« Torna indietro

Lotta alle fumarole

La Polizia provinciale denuncia 17 imprenditori agricoli

Il Nucleo Ambientale della Polizia Provinciale da mesi è impegnata in una lotta senza quartiere contro le fumarole, ovvero contro l’incenerimento abusivo ed indiscriminato dei rifiuti agricoli.
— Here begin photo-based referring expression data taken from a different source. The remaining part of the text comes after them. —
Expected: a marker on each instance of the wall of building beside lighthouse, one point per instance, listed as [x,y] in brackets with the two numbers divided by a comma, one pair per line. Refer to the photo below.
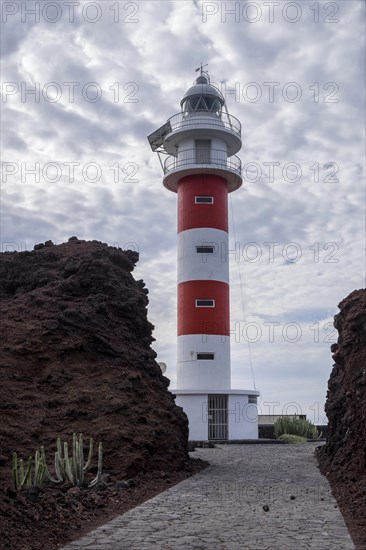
[243,417]
[242,420]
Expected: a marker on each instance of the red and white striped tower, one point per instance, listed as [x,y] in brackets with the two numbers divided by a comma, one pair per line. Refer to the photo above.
[201,142]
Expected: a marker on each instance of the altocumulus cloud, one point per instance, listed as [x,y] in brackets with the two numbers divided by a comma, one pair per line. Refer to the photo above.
[106,74]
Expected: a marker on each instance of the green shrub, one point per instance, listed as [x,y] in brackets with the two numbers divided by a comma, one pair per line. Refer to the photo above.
[293,439]
[295,426]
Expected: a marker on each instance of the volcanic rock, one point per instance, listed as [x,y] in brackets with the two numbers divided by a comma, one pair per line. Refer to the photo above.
[343,458]
[76,356]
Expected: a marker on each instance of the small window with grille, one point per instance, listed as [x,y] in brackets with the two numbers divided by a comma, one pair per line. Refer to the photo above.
[205,303]
[205,356]
[205,249]
[203,200]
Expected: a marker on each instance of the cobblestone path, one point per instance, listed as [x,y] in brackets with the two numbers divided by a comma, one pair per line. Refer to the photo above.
[267,497]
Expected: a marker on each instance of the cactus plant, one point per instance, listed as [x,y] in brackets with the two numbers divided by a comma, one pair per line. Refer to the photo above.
[72,468]
[22,477]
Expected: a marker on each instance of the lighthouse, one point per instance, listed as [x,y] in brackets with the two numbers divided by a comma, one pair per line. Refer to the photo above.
[197,149]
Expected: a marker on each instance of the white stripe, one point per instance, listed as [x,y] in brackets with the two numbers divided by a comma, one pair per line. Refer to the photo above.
[205,374]
[193,266]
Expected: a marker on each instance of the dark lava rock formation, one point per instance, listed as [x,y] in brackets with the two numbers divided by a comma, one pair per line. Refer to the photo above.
[343,458]
[76,357]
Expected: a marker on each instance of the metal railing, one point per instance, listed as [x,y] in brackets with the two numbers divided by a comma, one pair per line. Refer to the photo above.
[215,158]
[205,118]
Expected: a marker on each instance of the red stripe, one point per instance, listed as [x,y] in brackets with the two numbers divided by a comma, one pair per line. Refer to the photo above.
[191,215]
[203,320]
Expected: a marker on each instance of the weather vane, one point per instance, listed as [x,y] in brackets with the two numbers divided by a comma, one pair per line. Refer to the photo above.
[201,68]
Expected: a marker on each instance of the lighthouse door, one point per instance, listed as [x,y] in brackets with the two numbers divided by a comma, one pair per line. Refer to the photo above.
[217,417]
[203,151]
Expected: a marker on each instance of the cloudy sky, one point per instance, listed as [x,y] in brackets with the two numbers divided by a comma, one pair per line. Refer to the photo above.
[84,83]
Questa metodologia fuori legge sarebbe in uso tra alcune aziende agricole, per smaltire celermente e senza onere alcuno, i rifiuti speciali derivanti dalla dismissione degli impianti serricoli della “fascia trasformata”.

Il reato è invece di prefigura è di violazione del Codice Ambientale e di immissione di fumi nocivi in atmosfera. Ecco perché la Polizia Provinciale provvede ad controlli preventivi contro questa pratica.

Il risultato di questi ultimi controlli sono state le denunce contro 17 titolari di aziende agricole alla Procura della Repubblica di Ragusa nei territori di Acate, Scicli, Ragusa e Vittoria; e 24 diffide ad altrettanti titolari di aziende in dismissione impianti serricoli, a non procedere all’incenerimento dei rifiuti trovati accatastati nei loro terreni, ma al loro corretto smaltimento mediante la raccolta da parte di ditte autorizzate.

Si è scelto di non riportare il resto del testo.